Aggregated Internet Measurement (AIM) is a Cloudflare framework that translates raw network metrics — download speed, upload speed, latency, latency under load, and packet loss — into a quality score for a specific use case such as video streaming, online gaming, or real-time communications. Each use case weights the underlying metrics differently. A score is computed by summing weighted metric contributions and mapping the result to a five-level quality classification.

getScores()

getScores(): {
  [useCase: string]: {
    points: number;
    classificationIdx: 0 | 1 | 2 | 3 | 4;
    classificationName: 'bad' | 'poor' | 'average' | 'good' | 'great';
  }
}
Returns an object keyed by use case name. Each value contains a numeric score and a quality classification derived from that score.
getScores() only produces meaningful results after isFinished is true. The engine must complete all configured measurements before the scores reflect the full connection quality.
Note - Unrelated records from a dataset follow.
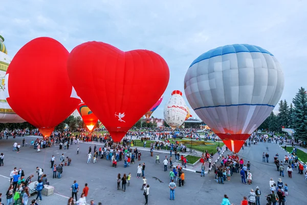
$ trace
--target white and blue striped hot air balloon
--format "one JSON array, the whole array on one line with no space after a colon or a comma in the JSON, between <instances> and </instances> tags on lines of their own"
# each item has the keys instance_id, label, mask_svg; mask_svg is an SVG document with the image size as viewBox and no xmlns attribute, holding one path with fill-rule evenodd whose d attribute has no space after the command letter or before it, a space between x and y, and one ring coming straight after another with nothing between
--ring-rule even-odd
<instances>
[{"instance_id":1,"label":"white and blue striped hot air balloon","mask_svg":"<svg viewBox=\"0 0 307 205\"><path fill-rule=\"evenodd\" d=\"M191 107L235 152L273 111L283 87L282 69L274 55L246 44L203 54L184 79Z\"/></svg>"}]
</instances>

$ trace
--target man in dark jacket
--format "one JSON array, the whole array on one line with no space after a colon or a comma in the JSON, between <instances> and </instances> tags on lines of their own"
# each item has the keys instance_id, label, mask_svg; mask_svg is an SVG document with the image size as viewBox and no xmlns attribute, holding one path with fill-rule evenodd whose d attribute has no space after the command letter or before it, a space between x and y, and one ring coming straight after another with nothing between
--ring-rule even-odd
<instances>
[{"instance_id":1,"label":"man in dark jacket","mask_svg":"<svg viewBox=\"0 0 307 205\"><path fill-rule=\"evenodd\" d=\"M278 196L278 198L279 199L279 205L284 205L284 194L282 193L280 189L278 189L277 196Z\"/></svg>"},{"instance_id":2,"label":"man in dark jacket","mask_svg":"<svg viewBox=\"0 0 307 205\"><path fill-rule=\"evenodd\" d=\"M247 183L246 183L246 181L245 180L245 172L244 171L244 170L243 170L243 169L241 169L240 174L241 175L241 180L242 180L242 183L247 184Z\"/></svg>"}]
</instances>

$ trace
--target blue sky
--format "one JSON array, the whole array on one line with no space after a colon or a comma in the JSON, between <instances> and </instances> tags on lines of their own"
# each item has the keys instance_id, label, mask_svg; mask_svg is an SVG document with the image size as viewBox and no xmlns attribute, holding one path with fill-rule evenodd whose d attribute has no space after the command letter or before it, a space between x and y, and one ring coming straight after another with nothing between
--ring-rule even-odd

Call getScores() inside onFinish to guarantee complete data.
[useCase]
object
One entry per recognized use case (for example, streaming, gaming, rtc).

Classifications

IndexNameMeaning
0badThe connection is unsuitable for this use case.
1poorThe connection will likely struggle with this use case.
2averageAcceptable performance with possible degradation.
3goodReliable performance for this use case.
4greatExcellent performance with headroom to spare.

Contributing metrics

AIM scores are derived from the following measurements, weighted per use case:
  • Download bandwidth — raw throughput available to receive data
  • Upload bandwidth — raw throughput available to send data
  • Unloaded latency — round-trip time at idle
  • Loaded latency increase — how much latency degrades under download or upload load (bufferbloat indicator); calculated as max(downLoadedLatency, upLoadedLatency) − latency
  • Packet loss — ratio of UDP packets that did not complete the round trip
Not all metrics are required for every use case. When a metric is absent (for example, because packetLoss was not included in the measurement sequence), its contribution defaults to 0 and the score is calculated from the remaining metrics.

Requirements

  • All measurements in the configured sequence must complete before calling getScores() for final results — check isFinished or use the onFinish callback.
  • Loaded latency scores are only meaningful when measureDownloadLoadedLatency and measureUploadLoadedLatency are true (both default to true).
  • Packet loss scoring requires a configured and reachable TURN server. See Packet loss for setup instructions.

Usage example

import SpeedTest from '@cloudflare/speedtest';

const engine = new SpeedTest();

engine.onFinish = results => {
  const scores = results.getScores();

  console.log(scores);
  // {
  //   streaming: { points: 87, classificationIdx: 3, classificationName: 'good' },
  //   gaming:    { points: 72, classificationIdx: 3, classificationName: 'good' },
  //   rtc:       { points: 61, classificationIdx: 2, classificationName: 'average' },
  // }

  for (const [useCase, score] of Object.entries(scores)) {
    console.log(`${useCase}: ${score.classificationName} (${score.points} pts)`);
  }
};

Checking a specific use case

engine.onFinish = results => {
  const scores = results.getScores();
  const streaming = scores.streaming;

  if (!streaming) {
    console.log('Streaming score not available');
    return;
  }

  if (streaming.classificationIdx >= 3) {
    console.log('Connection is good enough for HD streaming.');
  } else {
    console.log(`Streaming quality is ${streaming.classificationName} — consider reducing resolution.`);
  }
};

Guarding against incomplete results

const engine = new SpeedTest({ autoStart: false });

engine.onResultsChange = () => {
  // getScores() mid-run returns partial scores — use with caution
  if (engine.results.isFinished) {
    const scores = engine.results.getScores();
    renderScores(scores);
  }
};

engine.play();
For UI display, prefer classificationName as the primary label and use classificationIdx for programmatic comparisons (for example, score.classificationIdx >= 3 to check for good or better quality).